KIOC
- Orange, Texas; United States;
- Broadcast area: Golden Triangle (Texas)
- Frequency: 106.1 MHz
- Branding: Big Dog 106

Programming
- Language: English
- Format: Mainstream rock
- Affiliations: Premium Choice; iHeartRadio;

Ownership
- Owner: iHeartMedia; (iHM Licenses, LLC);
- Sister stations: KCOL-FM; KKMY; KYKR; KLVI;

History
- First air date: June 23, 1978; 47 years ago
- Call sign meaning: IOC resembles 106

Technical information
- Licensing authority: FCC
- Facility ID: 33060
- Class: C0
- ERP: 100,000 watts
- HAAT: 326 meters (1,070 ft)

Links
- Public license information: Public file; LMS;
- Webcast: Listen live (via iHeartRadio)
- Website: bigdog106.iheart.com

= KIOC =

KIOC (106.1 FM) is a mainstream rock–formatted radio station in Beaumont, Texas. It serves the entire Golden Triangle region and is owned by iHeartMedia, Inc. Its studios are located southeast of the I-10–US 69 interchange in Beaumont, and its transmitter is located in Vidor, Texas.

==History==
===The Birth of "K106"===
KIOC was founded by Ken Stevens. The facility was built in 1977 and signed on over the air June 23, 1978, as "K106". Programming was the Drake Chenault CHR / Top40 format before moving to adult contemporary in the early 80s. Its one and only antenna site has been on the side of the Channel 4 (KJAC, now KBTV) tower in Vidor, Texas, making 106.1 the highest FM (~1000 ft) in the immediate Golden Triangle (not counting the rimshots to the west trying to program for the Houston market).

During the late 80s and early 90s, KIOC was locked in a fierce Top 40 battle with crosstown KZZB ("B95").

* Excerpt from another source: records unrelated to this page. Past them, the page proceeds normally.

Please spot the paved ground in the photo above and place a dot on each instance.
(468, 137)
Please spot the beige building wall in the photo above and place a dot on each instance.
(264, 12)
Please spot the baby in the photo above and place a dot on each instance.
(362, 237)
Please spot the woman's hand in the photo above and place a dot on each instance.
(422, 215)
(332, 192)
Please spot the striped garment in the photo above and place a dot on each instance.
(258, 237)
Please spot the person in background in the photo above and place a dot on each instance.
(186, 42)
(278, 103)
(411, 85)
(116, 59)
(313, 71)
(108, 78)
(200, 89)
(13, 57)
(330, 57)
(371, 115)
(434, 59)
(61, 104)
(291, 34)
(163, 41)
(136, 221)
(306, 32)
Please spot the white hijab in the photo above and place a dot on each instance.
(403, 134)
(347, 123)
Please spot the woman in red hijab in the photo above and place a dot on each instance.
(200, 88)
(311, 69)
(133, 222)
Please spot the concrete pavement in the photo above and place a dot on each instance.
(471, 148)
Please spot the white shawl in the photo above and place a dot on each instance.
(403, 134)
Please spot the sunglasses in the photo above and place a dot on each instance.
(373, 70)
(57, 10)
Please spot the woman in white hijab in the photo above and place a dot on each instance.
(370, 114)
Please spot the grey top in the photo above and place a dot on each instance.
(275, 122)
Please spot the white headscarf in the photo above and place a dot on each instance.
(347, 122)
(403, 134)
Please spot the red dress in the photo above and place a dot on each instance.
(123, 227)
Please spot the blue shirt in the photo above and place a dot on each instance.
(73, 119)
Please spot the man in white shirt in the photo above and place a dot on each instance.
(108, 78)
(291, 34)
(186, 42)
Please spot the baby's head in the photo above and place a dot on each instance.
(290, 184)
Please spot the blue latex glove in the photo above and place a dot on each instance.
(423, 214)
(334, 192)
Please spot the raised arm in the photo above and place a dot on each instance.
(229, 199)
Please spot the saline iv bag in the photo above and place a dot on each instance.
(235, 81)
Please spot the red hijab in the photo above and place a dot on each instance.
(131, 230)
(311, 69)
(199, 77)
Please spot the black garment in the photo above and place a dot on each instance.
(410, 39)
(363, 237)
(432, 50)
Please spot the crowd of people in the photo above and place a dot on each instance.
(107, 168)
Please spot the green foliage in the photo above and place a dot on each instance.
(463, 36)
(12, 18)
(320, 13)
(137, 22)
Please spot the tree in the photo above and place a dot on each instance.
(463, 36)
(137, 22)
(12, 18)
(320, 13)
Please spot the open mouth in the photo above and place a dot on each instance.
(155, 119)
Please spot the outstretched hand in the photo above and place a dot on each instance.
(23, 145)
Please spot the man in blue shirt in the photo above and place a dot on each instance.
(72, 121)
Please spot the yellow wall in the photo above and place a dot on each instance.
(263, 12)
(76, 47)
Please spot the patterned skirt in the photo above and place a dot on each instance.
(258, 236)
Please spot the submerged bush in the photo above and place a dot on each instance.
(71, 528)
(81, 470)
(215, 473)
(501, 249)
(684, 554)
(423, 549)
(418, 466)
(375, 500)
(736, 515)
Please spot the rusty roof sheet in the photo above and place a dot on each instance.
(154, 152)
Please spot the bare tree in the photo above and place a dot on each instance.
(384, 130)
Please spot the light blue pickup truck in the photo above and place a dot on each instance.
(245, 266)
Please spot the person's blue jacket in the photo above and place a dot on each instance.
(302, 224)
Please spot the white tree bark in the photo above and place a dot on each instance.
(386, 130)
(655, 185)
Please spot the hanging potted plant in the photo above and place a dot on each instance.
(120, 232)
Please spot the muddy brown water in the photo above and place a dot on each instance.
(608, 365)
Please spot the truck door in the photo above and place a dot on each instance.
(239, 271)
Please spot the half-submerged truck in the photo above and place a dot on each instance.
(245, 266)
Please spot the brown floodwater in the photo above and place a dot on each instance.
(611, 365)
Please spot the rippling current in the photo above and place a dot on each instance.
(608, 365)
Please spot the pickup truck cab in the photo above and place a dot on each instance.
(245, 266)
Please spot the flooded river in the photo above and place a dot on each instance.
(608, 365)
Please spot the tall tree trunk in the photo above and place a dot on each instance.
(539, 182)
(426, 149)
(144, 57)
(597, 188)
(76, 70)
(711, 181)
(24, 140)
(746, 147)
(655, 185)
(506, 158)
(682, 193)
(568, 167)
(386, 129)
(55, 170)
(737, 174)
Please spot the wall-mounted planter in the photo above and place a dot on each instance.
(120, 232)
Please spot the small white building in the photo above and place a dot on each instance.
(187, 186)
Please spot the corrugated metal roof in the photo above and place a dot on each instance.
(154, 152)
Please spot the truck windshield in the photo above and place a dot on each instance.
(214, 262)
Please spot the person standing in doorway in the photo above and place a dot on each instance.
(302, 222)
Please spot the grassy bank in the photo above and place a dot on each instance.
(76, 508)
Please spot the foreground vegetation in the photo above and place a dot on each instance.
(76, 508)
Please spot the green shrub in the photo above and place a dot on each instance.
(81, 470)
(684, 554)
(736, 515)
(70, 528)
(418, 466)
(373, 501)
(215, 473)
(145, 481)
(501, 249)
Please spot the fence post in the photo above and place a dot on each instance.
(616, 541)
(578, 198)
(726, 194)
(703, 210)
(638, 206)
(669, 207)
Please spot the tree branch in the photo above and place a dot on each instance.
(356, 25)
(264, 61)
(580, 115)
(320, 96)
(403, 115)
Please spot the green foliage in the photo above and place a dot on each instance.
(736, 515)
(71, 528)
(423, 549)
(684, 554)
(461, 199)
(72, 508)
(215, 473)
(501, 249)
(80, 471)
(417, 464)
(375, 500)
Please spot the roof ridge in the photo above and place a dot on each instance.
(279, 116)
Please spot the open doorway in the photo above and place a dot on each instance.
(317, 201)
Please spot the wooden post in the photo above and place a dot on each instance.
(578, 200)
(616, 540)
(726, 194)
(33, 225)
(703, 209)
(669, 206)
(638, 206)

On November 26, 1991, B95 went silent after its new owner bankrupted it. Gulf Star (owned by Steven Hicks of the Hicks Broadcast family from Beaumont) bought the silent 95.1 and eventually took on KYKR-FM's country music format after GulfStar sold the former 93.3, KYKR's home for decades to Tichenor Broadcasting who wanted to use it as a Houston station, leaving K106 as Southeast Texas' CHR standard bearer.

===K106 Becomes the Golden Triangle's "Big Dog"===
In October 1993, K106 moved in a rock-based top 40 direction, using the slogan "all rock, no rap." After briefly taking on an alternative rock format and returning to Top 40 as "Hot 106" in February 1997, KIOC became "Big Dog 106" in 1997.

Former DJ's on the station included Mark Landis & The Nut Hut (mornings), Pam (Hoose) Pace (mid-days), Jack "Dangerous" Daniels (afternoons), Steven Wild "The Love Child" (evenings), Angel Sonnier (overnights), Skid Marxx (Shon Hodgkinson, promotions director), Michelle (Blake) Hinch, Derek Hayes, Slade Ham, Chris Chambers (Ken Rojas), Cort Crusher (Cort Kennedy), Mikey Mike, Lisa Daniels, Kurt (Johnson) Kruzer, Tad Vincent (Tad Licatino), John T the Crazy Canadian, Mike Davis, Debbie Wylde, Candi, Joey Armstrong, Spot, Eli Fox, Patrick Sanders and Jay Kelly.

In 2009, KIOC adopted Clear Channel's Premium Choice Active rock format, becoming musically identical outside of morning drive to several of its rock and alternative sister stations.